I'm still reeling from the fact that Treasury Secretary Hank Paulson had the gall to put on paper a proposal that would give him absolutely unchecked authority to dole out 700 billion dollars from the U.S. taxpayers pockets. The infamous Section 8 of the Paulson Plan provided that Paulson's decisions about what to do with his jingling money "may not be reviewed by any court of law or any administrative agency," much less subjected to any scrutiny before the deal is done. It got me to thinking about what I would do with unlimited authority over $700B, without the worry of ever answering to a court. I'm a basically honest, law-abiding person, but they say every person has his or her price, and I can't think of anyone — myself included — that I would trust blindly with that kind of money.

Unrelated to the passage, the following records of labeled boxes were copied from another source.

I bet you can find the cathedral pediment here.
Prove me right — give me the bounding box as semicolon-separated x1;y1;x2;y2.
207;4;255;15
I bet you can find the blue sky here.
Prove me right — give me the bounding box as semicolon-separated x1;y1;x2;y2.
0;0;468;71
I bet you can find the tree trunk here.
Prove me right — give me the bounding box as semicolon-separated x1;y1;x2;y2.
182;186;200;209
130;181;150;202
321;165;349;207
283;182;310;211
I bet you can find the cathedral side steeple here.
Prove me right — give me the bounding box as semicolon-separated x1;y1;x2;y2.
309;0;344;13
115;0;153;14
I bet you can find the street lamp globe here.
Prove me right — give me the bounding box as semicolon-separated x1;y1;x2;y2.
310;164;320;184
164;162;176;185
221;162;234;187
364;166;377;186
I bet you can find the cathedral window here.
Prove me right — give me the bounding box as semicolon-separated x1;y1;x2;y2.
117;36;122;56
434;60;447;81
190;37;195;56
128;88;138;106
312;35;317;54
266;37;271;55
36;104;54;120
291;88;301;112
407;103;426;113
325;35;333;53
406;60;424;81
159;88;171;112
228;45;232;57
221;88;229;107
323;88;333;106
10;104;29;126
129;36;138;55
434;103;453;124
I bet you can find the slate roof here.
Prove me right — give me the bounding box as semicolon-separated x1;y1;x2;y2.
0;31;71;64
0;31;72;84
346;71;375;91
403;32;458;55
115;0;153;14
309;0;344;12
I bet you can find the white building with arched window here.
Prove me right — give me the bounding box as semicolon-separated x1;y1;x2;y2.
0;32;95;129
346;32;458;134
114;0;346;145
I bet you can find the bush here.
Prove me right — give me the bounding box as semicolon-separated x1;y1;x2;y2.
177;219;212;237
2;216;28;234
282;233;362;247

Well, for starters, I would probably take up to $200 billion and use it to buy troubled assets from banks and other financial institutions facing liquidity crises, making sure to hold big photo-op press conferences to show the people that I'm out there working on the problem. I would probably even take the advice of a serious panel of experts from a variety of political and economic viewpoints, to be sure that I was spending that portion of the money wisely. Of course, the real reason would be to prepare my getaway, researching which countries (preferably tropical island countries) have the weakest extradition treaties with the United States, just in case some future DoJ lawyer figures out a way to chip away at that "may not be reviewed" business. For that matter, I'd research the possibility of just outright buying a tropical island so I could declare myself emperor. Maybe I'd even build a hurricane-proof plexiglass dome that could be erected when "climate change" threatens my habitat. After all, a half a trillion dollars will buy a lot of boondoggles.
Naturally, I'd set aside a few billion dollars just for my house. I want an actual creek running through the house, with working waterfalls and real trees. I'd have a private movie theatre with an IMAX®-sized screen and every cable/satellite channel on earth, even if it means launching my own satellite. I'd bribe the Hollywood studios to give me copies of all the big blockbuster movies 3 days before their "world premieres." I'd put in a swimming pool and a giant hot tub, with a deck covered in some kind of precision UV-filtering material so I could get a tan without slathering myself with sunscreen. I'd have a separate supercomputer just to play games on, because it's so much more fun playing Sim City® at 20 teraflops. I'd bring back the flying toasters screensaver, only with real flying toasters in the computer room. I would have a backyard garden about the size of a small suburb. I would have every cool technotoy and computerized gizmo I could think of. Definitely some robots. Lots of robots.
And then I'd paint a giant Stars and Stripes on the side of my house, with the caption, "Thank you, U.S. taxpayers!"
Seriously, I can't think of anyone, not even my own mother, whom I would trust with a 12-figure budget based on nothing more than "Trust me!" I think that the mere fact he proposed such a thing, destroys whatever credibility Hank Paulson had. It was such a brazen act of naked hubris, it beggars belief.